It's not really that surprising that asexuality is poorly dealt with on MN as it's such a rare thing - estimates at 1% of the population - and for anyone who's not asexual (or some variant, I suppose) sex is akin to affection or social contact or human touch or adult conversation, any of those things that you can't really say you need, it's just nice to have, but genuinely we tend to feel depressed when we don't get enough of, think about the newborn baby stage when you get crazy because you have no time for your friends any more - it's really difficult for people who experience that aspect of sex (which is 99% of people!) to understand what it would be like not to experience that at all. And actually to expect somebody who does experience sex in that way to have a lifelong relationship, which of course a marriage is supposed to be, without sex is unfair on them too, just as it's unfair to expect a partner who finds sex to be a nuisance to regularly engage in it just to keep their partner happy - that's just not good for anybody. It doesn't work because the one who wants/needs sex wants/needs it with a partner who is engaged and enthusiastic, not just somebody unhappily going through the motions, and for the partner who doesn't enjoy sex, going through the motions can also be pretty damaging and crappy of an experience in itself.

Also, perhaps the idea of extramarital sex does work for some asexual-sexual couples but I have huge doubts about this, to me it reads like the kind of clumsy, top-down solution somebody comes up with when they've no experience of the situation from any side, kind of like "If your partner feels left out when you're breastfeeding, you can always express milk for him to feed!" Perhaps it works between a couple where one is asexual and the other sees sex as a purely physical thing that they can separate emotionally from the relationship, but I'd guess this kind of combination is rare.

Gemini's sentiment is lovely but unfortunately exactly how people end up in unhappy marriages, because we are prone to tell each other and ourselves fairytales about how our relationship actually is and what we can handle when we're faced with shitty situations, especially when the wedding is imminent.

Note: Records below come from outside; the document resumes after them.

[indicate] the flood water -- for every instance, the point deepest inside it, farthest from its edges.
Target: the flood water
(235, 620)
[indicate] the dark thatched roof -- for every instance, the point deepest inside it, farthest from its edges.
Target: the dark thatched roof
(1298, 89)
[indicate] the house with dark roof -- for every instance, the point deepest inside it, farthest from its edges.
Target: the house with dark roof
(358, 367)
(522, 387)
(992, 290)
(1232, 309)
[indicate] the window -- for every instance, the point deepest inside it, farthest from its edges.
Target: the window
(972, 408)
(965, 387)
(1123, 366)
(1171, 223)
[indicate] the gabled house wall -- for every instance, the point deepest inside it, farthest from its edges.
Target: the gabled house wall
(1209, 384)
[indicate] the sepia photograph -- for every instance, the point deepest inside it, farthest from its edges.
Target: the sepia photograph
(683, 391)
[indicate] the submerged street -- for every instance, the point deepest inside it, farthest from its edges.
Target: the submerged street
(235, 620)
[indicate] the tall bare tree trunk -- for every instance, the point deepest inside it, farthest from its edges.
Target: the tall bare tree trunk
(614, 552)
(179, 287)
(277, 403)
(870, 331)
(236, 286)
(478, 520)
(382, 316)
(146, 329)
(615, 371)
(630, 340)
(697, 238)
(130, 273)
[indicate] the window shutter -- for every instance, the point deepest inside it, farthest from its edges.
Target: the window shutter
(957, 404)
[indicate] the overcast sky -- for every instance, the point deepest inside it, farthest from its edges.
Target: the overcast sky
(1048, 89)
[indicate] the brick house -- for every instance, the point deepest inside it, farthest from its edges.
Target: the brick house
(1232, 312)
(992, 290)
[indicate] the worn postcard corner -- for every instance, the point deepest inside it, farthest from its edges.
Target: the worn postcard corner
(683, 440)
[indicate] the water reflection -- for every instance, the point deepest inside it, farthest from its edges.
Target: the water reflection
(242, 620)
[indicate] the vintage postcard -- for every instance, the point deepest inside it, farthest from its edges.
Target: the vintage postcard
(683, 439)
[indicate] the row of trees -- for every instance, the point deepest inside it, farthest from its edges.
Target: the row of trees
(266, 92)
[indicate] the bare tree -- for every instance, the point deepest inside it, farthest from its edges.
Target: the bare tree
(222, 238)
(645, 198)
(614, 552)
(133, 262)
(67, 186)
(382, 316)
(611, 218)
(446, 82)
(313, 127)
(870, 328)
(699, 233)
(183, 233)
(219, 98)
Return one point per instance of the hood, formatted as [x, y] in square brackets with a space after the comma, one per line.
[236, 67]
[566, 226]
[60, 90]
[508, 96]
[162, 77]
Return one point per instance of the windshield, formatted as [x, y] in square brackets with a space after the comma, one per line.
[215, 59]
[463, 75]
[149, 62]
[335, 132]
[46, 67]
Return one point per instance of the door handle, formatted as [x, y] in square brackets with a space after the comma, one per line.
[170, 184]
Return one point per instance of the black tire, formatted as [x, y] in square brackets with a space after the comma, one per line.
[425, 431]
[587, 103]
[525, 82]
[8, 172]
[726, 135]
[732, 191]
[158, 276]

It feels like such a huge cost to admit that there are issues at that point that it's too dangerous and scary to actually look inside ourselves and see what the reality is.

Obviously, you should talk to him but you can't just accept blindly that he's happy and okay with something if he's saying these things with one hand while making offhand comments that give away his true thoughts with the other. You've got to have these hard conversations together, and truly, life is hard enough on marriages at the best of times, without one (or both) of you feeling like you've made a significant sacrifice to be there.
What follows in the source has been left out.